Capital Investments and Security Management Pitfalls

Investments in the modern business world influence the future success of organizations. The financing used in the bidding process should be distributed tactfully and provide some form of return on investment. Capital organizations that invest in security functions are no different. These functions should have a specific purpose (risk reduction) and can be justified by cost-benefit analysis. Thus, the security sector has moved from a labour-intensive market to a capital-intensive one; This means that physical security systems are created and managed through funding. It would seem that the capital invested in security is managed effectively. After all, isn’t the invested capital used to protect against losses, prevent losses and prevent theft?

Since September 11, the security sector has experienced a peak of demand. This issue has led to a requirement for security professionals to effectively manage capital spent during the life cycle of the system and during modernization projects. In the process of acquiring, organizations request and buy various services that have long-term implications for their security situation. These services include advice on security management techniques, technical security reviews and forensic security advice (expert witnesses).

Statistics from the security industry show that different markets have experienced rapid growth. Nationally, the United States has spent $451 billion (as of August 2014) on national defense and more than $767 billion on national security since September 11. Consumer reports also show that Americans spend $20 billion annually on home security. Technical trends have shown that organizations spend (a total of $ 46 billion a year) on cybersecurity. The asset protection market shows that the contractors industry has grown by $18 billion a year. In an effort to avoid loss of value, retailers are also investing $720.3 million a year in loss prevention methods.

One might also think that with the amount of capital spent in the security sector, there will be more industry benchmarks (including lessons learned) that will help stakeholders make reliable investments in security. Often this is not the case. Most of the final products of security projects are the result of various security management installations. These safety mindset traps are the result: thinking of a cookie cutter – if a safety measure works well somewhere, the risk is reduced at many sites; Fragmented thinking – if there is capital, some risks are reduced; The principle of maximum security – security is never too much; and the gregarious mentality is that everyone does it, so we better do the same. Each of these traps has the same effect on the results. They divert any potential capital from real risk management and often force organizations to invest more in a security program to fix newly created vulnerabilities.

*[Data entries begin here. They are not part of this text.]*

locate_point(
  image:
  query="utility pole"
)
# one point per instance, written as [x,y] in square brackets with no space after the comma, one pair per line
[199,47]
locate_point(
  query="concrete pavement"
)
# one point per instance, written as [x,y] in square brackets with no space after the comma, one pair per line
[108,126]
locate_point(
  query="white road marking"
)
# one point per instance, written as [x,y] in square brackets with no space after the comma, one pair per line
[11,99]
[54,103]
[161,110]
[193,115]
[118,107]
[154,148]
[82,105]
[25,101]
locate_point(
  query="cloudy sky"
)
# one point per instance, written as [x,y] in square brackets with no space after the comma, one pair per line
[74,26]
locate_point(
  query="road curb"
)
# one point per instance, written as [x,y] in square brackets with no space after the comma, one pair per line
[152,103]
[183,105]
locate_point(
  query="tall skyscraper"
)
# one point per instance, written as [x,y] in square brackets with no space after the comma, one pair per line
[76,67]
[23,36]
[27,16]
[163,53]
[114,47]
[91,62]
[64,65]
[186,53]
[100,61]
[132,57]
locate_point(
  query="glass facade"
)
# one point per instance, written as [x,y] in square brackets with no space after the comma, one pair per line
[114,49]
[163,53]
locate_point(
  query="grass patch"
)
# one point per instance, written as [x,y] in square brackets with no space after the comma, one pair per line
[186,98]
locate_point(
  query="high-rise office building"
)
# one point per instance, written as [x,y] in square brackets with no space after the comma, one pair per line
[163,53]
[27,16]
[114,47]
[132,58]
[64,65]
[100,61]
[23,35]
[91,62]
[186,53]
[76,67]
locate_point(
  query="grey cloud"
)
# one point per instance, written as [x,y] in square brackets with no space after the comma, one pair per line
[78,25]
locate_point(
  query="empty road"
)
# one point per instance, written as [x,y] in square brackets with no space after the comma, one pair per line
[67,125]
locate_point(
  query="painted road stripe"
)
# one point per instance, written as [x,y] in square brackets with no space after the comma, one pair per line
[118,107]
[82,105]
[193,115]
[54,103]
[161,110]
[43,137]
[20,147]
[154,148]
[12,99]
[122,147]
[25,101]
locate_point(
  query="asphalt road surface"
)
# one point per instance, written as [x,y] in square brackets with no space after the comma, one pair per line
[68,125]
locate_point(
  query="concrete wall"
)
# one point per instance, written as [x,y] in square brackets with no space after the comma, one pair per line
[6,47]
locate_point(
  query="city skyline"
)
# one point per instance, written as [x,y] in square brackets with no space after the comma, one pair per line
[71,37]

These pitfalls are compounded by two main problems: the party concerned does not know what security measures are needed and relies on a supplier to help them; or the potential provider does not take into account the interests of stakeholders and recommends that the stakeholder take actions that go beyond the customer’s needs. Make no mistake about this author, some vendors in today’s security markets meet or exceed the requirements of stakeholders. From a security management perspective, the question should be asked: “Does the supplier understand the security needs of the person concerned and/or does the vendor really care?”

Interested parties often do not define their specific safety requirements (industrial or local). Many stakeholders identify various symptoms that they believe are fundamental security concerns; never realize that these symptoms often hide the underlying problems. One of the main factors behind this misunderstanding is the lack of security training. Of course, the organization has security personnel with years of experience.

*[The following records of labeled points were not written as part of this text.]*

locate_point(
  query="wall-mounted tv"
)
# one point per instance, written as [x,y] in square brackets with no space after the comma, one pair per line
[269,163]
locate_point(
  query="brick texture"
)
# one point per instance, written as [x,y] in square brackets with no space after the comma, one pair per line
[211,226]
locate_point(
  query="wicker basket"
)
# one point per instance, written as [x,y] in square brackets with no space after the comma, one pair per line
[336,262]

Another trap of fuzzy definition of security requirements is the development of a fuzzy technical task during a bidding or requesting an offer. When the project planning aspect is ignored, minor changes in volume can cost the organization additional resources. In many cases, the seller does not understand the technical task prepared by the interested party. When this misunderstanding arises, there is no real definition of what the final product should be, and the seller can rely on his instincts to establish a security system that meets certain requirements. Lack of understanding can lead to an expansion of the scope, intentionally or through supervision, forcing the organization to invest even more in a system that does not meet all the needs of the organization.

This author has also witnessed many problems with the installation of security components. You wonder why the functional aspect of the system is ignored, and acceptance tests are often conducted in a hurry. This problem may be related to the need for well-trained security personnel. If security personnel are not trained to assess security practices and identify manufacturers’ requirements, how can they effectively accept the functionality of the system and inform high-level management in good faith that there is effective physical protection for the system?

Another trap is the pricing of services. In the process of inviting and requesting an offer, stakeholders often rely on cost comparisons when selecting a vendor. A limited amount of capital may result in the interested party choosing the lowest bid for the project to meet the budget requirements. To the attention of the buyer! Any security system that does not meet the technical requirements and has too low a price should be carefully evaluated. At least 50% of the costs associated with security projects are difficult. The seller may recommend security measures that are unnecessary and that can secure future work.

Leave a Reply

Your email address will not be published.